In C or C++, the problem can be solved like this:
volatile double temp = x + h;
h = temp - x;
and the volatile modifier disables any optimization pertaining to the variable temp, so we are assured that a "clever" compiler will not optimize away those two lines.
I don't know enough Haskell yet to know how to solve this. I'm afraid that
let temp = x + h
hh = temp - x
in ((f $ x + hh) - (f x)) / h
will get optimized away by Haskell (or the backend it uses). How do I get the equivalent of volatile here (if possible without sacrificing laziness)? I don't mind GHC specific answers.

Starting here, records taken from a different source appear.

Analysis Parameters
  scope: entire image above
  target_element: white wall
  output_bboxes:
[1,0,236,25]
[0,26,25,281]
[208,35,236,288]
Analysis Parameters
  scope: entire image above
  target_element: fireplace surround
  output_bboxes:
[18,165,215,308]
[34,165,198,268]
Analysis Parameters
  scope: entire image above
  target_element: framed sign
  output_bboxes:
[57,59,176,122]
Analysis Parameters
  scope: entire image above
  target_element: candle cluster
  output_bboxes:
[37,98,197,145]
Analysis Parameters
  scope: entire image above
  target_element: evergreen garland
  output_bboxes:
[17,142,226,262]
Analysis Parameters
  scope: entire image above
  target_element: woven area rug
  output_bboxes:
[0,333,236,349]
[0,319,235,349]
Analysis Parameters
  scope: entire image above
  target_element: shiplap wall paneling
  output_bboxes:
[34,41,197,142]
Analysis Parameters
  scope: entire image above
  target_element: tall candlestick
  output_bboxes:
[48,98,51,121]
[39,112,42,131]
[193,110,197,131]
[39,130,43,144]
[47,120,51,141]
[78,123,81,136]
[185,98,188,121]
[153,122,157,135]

I have two solutions and a suggestion:
First solution: You can guarantee that this won't be optimized out with two helper functions and the NOINLINE pragma:
norm1 x h = x+h
{-# NOINLINE norm1 #-}
norm2 x tmp = tmp-x
{-# NOINLINE norm2 #-}
normh x h = norm2 x (norm1 x h)
This will work, but will introduce a small cost.
Second solution: Write the normalization function in C using volatile and call it through the FFI. The performance penalty will be minimal.
Now for the suggestion: Currently the math isn't optimized out, so it will work properly at present. You're afraid it will break in a future compiler. I think this is unlikely, but not so unlikely that I wouldn't want to guard against it also. So write some unit tests that cover the cases in question. Then if it does break in the future (for any reason), you'll know exactly why.
One way is to look at the Core.
Specializing to Doubles (which will be the case most likely to trigger some optimization):
finite_difference :: Double -> (Double -> Double) -> Double -> Double
finite_difference h f x = ((f $ x + hh) - (f x)) / h
where
temp = x + h
hh = temp - x
Is compiled to:
A.$wfinite_difference h f x =
case f (case x of
D# x' -> D# (+## x' (-## (+## x' h) x'))
) of
D# x'' -> case f x of D# y -> /## (-## x'' y) h
And similarly (with even less rewriting) for the polymorphic version.
So while the variables are inlined, the math isn't optimized away.
Beyond looking at the Core, I can't think of a way to guarantee the property you want.
I don't think that
temp = unsafePerformIO $ return $ x + h
would get optimised out. Just a guess.